White House

With Trump on horizon, Obama rushes to block oil drilling in parts of Atlantic, Arctic

President Barack Obama speaks during a news conference in the briefing room of the White House in Washington, Friday, Dec. 16, 2016.
President Barack Obama speaks during a news conference in the briefing room of the White House in Washington, Friday, Dec. 16, 2016. AP

President Barack Obama on Tuesday used his executive authority to block the sale of new offshore drilling rights in much of the U.S. Arctic and parts of the Atlantic, a move that could restrict oil production indefinitely in those areas.

Obama invoked a seldom-used provision in a 1953 law that allows him to prevent the sale of drilling rights in certain U.S. waters. Presidents Dwight Eisenhower, Richard Nixon and Bill Clinton also used the Outer Continental Shelf Lands Act to protect specific areas of the Atlantic, Pacific and Arctic oceans for a limited time.

“The president’s bold action recognizes the vulnerable marine environments in the Arctic and Atlantic oceans, their critical and irreplaceable ecological value, as well as the unique role that commercial fishing and subsistence use plays in the regions’ economies and cultures,” Interior Secretary Sally Jewell said in a statement.

Tuesday’s announcement by the White House was coordinated with a similar action by Canadian Prime Minister Justin Trudeau to prevent drilling in large areas of the Arctic.

The move to lock in the ocean protections comes as Obama enters his final month in office. President-elect Donald Trump has nominated former Texas Gov. Rick Perry, a vocal drilling advocate, to head his Energy Department. While Obama’s action is likely to be challenged, the lack of legal precedent may ground it in years of litigation under the Trump administration, as the statute does not include a provision to reverse it.

“If President Obama acts to permanently protect important areas of the Atlantic Ocean from offshore drilling, he will be making a good decision, a smart business decision, based on science and facts,” Jacqueline Savitz, the environmental group Oceana’s senior vice president for the U.S., said in a statement. “East Coast communities and businesses that depend on a healthy ocean would finally be able to rest assured that they will be spared from the worst impacts of dirty and dangerous offshore drilling.”

Environmental groups have argued that offshore drilling threatens lucrative coastal tourism and the fishing industry along the coast.

Offshore-drilling proponents said Tuesday that they expected Trump to undo Obama’s move, which they see as a hindrance to energy independence and thousands of energy industry jobs.

“Fortunately, there is no such thing as a permanent ban, and we look forward to working with the new administration on fulfilling the will of American voters on energy production,” Erik Milito, director of upstream and industry operations at the American Petroleum Institute, said in a statement to McClatchy. “This proposal would take us in the wrong direction. . . . Blocking offshore exploration would weaken our national security, destroy good-paying jobs and could make energy less affordable for consumers.”

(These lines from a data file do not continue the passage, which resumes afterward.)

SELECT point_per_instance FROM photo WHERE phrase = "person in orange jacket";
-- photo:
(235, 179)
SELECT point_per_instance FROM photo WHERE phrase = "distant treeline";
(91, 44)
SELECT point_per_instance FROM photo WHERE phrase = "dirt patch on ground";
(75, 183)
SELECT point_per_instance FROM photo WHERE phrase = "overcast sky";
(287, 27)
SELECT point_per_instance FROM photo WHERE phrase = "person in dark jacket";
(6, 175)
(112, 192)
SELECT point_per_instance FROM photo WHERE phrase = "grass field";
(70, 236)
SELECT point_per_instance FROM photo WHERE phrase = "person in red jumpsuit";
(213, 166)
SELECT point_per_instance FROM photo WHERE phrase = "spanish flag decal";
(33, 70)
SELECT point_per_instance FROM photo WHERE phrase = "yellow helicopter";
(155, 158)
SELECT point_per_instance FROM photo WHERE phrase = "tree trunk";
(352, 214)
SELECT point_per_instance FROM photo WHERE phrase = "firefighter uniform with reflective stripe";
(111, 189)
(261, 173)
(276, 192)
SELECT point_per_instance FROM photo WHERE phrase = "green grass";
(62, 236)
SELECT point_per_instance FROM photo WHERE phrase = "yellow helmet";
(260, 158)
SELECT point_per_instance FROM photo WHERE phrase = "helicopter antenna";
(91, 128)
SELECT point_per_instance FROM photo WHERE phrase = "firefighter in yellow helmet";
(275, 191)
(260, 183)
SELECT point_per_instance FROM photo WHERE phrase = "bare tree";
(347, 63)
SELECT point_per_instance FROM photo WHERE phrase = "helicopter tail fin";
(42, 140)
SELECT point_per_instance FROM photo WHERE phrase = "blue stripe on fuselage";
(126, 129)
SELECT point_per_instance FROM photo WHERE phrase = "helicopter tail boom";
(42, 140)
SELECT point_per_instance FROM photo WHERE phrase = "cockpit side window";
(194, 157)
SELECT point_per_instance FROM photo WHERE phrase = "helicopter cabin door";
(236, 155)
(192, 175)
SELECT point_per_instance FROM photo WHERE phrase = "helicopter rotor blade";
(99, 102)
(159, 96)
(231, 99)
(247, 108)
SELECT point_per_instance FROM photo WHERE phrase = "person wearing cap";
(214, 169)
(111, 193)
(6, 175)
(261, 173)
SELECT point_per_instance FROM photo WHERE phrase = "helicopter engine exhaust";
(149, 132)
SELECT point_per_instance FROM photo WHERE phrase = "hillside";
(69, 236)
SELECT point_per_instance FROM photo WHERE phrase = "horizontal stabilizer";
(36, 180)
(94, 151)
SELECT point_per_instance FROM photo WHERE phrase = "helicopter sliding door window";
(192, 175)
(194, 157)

The Obama administration released a five-year offshore drilling schedule in March that excluded the Arctic, Atlantic and Pacific oceans – a significant reversal from its original plan and a major victory for coastal communities and environmental activists who’d fought the proposal. Last month, House Speaker Paul Ryan, R-Wis., vowed to undo the administration’s offshore drilling plan.

“In its final days, the Obama administration is throwing up more barriers to American energy development,” Ryan said in a statement. “This plan to exclude the resource-rich Arctic from exploration possibilities squanders our ability to harness the abundant, affordable energy sources that power our economy.”

Environmental groups galvanized around the issue after the Bureau of Ocean and Energy Management released a draft of the five-year plan that included leasing waters off the coasts of South Carolina, North Carolina, Georgia and Virginia in 2021. The Interior Department received more than 1 million comments on the proposed draft.

Earlier this month, California Gov. Jerry Brown called on the president to permanently ban new offshore oil and gas drilling off California’s coast. In North Carolina, 29 towns and cities have passed resolutions against offshore drilling and seismic testing since 2014, according to Oceana. In South Carolina, 23 municipalities representing every coastal town and city in the state formally opposed oil exploration off their coastline. A coalition of more than 400 small businesses called on Gov. Nikki Haley to reverse her support for oil exploration, which she has said will bring jobs and energy independence.

There was also opposition to Atlantic offshore drilling from other departments, including the Pentagon, which conducts military maneuvers, live training exercises and missile tests off the same coastline.

In his second term, Obama has placed several regulations on oil and natural gas drilling, including hydraulic fracturing and methane emissions.